When dc saves the currently defined variables to a file (i.e. in response to a “save” command),
it does so by writing to the file a series of commands that, when processed, cause the variables’
state to be reconstituted.
For example, we might run the dc and use it to save two variables to the file variables.txt.
Here we define two variables “five” and “ten” whose values are, respectively, 5 and 10:
$ ./dc -
push 5
push 10
store ten
store five
save variables.txt
We can exit the dc program by pressing CTRL-D, which indicates end-of-file/end-of-input, or
by forcefully interrupting it via CTRL-C.
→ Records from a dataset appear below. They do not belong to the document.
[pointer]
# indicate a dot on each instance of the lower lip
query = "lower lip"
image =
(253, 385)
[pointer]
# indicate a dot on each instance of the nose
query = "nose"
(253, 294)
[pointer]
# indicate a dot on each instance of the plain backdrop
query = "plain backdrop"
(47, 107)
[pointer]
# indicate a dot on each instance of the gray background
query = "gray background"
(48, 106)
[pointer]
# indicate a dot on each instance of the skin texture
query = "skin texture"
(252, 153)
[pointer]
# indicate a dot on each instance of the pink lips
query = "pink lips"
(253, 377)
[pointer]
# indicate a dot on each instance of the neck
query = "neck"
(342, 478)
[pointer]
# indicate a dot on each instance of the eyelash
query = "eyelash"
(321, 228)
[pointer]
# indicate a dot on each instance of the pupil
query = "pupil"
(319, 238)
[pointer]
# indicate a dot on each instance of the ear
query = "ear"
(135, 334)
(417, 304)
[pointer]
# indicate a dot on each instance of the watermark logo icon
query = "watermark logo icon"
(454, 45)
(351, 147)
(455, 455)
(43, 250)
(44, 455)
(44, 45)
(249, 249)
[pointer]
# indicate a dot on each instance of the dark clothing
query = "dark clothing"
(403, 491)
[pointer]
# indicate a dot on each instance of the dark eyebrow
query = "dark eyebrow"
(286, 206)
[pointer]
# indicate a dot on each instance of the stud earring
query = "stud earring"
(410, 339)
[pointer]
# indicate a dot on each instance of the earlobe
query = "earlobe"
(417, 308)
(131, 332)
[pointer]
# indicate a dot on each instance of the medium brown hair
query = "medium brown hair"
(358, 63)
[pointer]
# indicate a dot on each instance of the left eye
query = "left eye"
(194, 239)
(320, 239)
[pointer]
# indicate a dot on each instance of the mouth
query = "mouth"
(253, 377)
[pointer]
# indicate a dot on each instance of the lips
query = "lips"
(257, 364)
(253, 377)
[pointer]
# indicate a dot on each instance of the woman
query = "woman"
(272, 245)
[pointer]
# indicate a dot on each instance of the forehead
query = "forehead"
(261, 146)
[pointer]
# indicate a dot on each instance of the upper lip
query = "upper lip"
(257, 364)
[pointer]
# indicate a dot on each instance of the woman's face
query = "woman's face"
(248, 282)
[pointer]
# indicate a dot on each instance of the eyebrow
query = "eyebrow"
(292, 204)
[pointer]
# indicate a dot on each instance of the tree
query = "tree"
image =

The contents of the variables.txt file is then:
push 10
store ten
push 5
store five
We can then re-run the dc on this file and then instruct it to take further input from the user
by running “./dc variables.txt -” on the command line. The user can then list the variables
via the list command, which in this case would cause the two saved variables to be printed:
VARIABLE: five, VALUE: 5
VARIABLE: ten, VALUE: 10
4.3 Building
There are two ways to build the software. The first is by using the Engineering IT machines:
• dimefox.eng.unimelb.edu.au
• nutmeg.eng.unimelb.edu.au
• digitalis.eng.unimelb.edu.au
The second is to use your own machine. We discuss each.
4.3.1 Engineering IT Machines
1. ssh to one of the machines, log in with your username and password.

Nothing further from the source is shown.